Silencing of TaCWINV40 induces a decrease in wheat fertility
Rice OsCWINV2 was confirmed to be a cell wall invertase, which was anther-specific, mainly by affecting the hexose production and starch formation (Oliver et al. 2005). Here, TaCWINV40 was used as a representative to study whether it had similar functions to OsCWINV2. By fusion expression with green fluorescent protein, the subcellular location of TaCWINV40 was confirmed to be the cell wall (Fig. 6A). The analysis of the promoter region of TaCWINV40 revealed the presence of four important cis-elements (Fig. 6B). POLLEN1LELAT52 and GTGANTG10 have been reported in the promoters of the tomato lat52 gene and tobacco late pollen gene g10, respectively, and as regulatory elements responsible for their pollen specific activation (Bate and Twell 1998; Rogers et al. 2001). WRKY71OS and MYCCONSENSUSAT were recognition sites of transcription factor WRKY and MYC, which were revealed to be a regulator of cold-induced transcriptome and a transcriptional repressor of the gibberellin signaling pathway, respectively (Zhang et al. 2004; Chinnusamy et al. 2003). These four cis-elements were distributed at least 3 sites on the promoter of TaCWINV40, which illustrated that TaCWINV40 may be regulated by them and then specifically expressed in pollen and regulated by cold and gibberellin pathway.

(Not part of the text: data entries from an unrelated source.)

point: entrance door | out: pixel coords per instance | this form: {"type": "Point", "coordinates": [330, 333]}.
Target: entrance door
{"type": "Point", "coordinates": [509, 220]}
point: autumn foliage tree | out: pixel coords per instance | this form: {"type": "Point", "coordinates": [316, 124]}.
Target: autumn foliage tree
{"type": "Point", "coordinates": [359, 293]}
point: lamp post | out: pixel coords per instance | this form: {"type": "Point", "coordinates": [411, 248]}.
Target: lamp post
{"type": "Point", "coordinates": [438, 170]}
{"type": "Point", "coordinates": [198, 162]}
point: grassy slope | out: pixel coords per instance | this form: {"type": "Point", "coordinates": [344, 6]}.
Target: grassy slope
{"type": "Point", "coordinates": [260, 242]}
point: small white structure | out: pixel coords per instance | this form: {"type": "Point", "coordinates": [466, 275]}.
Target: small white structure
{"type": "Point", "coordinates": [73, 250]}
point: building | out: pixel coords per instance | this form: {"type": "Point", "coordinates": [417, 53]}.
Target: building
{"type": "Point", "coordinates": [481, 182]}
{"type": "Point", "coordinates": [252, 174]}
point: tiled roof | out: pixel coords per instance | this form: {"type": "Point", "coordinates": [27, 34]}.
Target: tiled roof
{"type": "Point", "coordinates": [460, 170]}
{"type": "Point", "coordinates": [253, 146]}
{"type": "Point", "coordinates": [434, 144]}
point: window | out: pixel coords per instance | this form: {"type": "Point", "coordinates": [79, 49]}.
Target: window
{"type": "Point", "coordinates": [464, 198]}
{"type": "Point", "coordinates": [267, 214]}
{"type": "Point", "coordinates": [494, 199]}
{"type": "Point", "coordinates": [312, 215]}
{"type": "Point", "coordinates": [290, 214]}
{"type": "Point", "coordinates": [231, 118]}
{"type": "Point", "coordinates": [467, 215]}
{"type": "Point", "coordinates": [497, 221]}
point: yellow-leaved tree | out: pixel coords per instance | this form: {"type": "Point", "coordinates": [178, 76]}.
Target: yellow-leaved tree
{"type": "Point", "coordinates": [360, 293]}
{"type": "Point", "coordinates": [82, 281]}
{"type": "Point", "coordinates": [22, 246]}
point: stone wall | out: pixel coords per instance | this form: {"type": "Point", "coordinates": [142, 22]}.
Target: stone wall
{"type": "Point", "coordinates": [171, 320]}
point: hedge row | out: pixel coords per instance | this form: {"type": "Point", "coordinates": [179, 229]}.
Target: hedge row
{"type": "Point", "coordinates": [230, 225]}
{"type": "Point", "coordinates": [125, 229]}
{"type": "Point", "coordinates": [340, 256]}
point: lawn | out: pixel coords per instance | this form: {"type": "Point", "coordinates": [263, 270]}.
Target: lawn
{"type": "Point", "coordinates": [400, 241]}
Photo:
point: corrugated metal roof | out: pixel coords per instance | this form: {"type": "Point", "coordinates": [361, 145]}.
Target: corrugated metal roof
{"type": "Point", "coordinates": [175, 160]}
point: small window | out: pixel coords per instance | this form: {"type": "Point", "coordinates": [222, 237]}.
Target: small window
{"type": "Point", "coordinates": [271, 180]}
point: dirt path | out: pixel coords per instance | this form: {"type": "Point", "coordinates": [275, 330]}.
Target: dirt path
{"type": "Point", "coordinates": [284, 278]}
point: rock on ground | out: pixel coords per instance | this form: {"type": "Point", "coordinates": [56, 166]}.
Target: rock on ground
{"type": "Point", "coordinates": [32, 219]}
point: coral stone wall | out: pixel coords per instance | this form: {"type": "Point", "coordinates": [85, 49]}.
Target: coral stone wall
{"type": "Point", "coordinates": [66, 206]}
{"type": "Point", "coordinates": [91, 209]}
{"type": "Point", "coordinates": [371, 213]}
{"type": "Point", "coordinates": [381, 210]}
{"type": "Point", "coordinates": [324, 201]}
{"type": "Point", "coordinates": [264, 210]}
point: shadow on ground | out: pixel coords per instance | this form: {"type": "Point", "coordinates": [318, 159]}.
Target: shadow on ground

To investigate the effect of TaCWINV40 on wheat fertility, VIGS technology was carried out using KTM3315A plants grown in fertile environments (>24℃). The infected plants showed abnormal leaves on about 14 days, and the white spots of positive control plants BSMV: PDS indicated that the barley virus successfully infected the plants and effectively silenced PDS gene (Fig. 7A). The qRT-PCR result showed that the expression of TaCWINV40 in the anthers of BSMV: TaCWINV40 was significantly lower than that of the negative control plants BSMV: 0 (Fig. 7G), which indicated that TaCWINV40 had been silenced. Although the anthers of BSMV:TaCWINV40 plants were still cracking and pollen grains were formed (Fig. 7B), the pollen microspores stained with I2-KI and DAPI showed sterile characteristics, that is, transparent shrunken vacuoles and two round sperm nuclei. On the contrary, in BSMV: 0 plants, the microspores possessed two spindle-shaped sperm nuclei, and they were all dyed into solid regular circles by I2-KI due to fulling of starch (Fig. 7C, D). In addition, the pollen tubes of BSMV: TaCWINV40 germinated extremely low, while which of BSMV: 0 almost germinated (Fig. 7E). SEM and TEM observations of trinucleate microspores support the key to further understanding BSMV: TaCWINV40, from which we observed the sparse arrangement and abnormal secretion of ubisch body, as well as the adhesion of shrinking microspores on the anther wall (Fig. 7F). In mature plants, seed setting rate of BSMV: TaCWINV40 was significantly lower than that of BSMV: 0 (Fig. 7H). once again confirmed the indispensable role of TaCWINV40 in wheat anther development and fertility determination.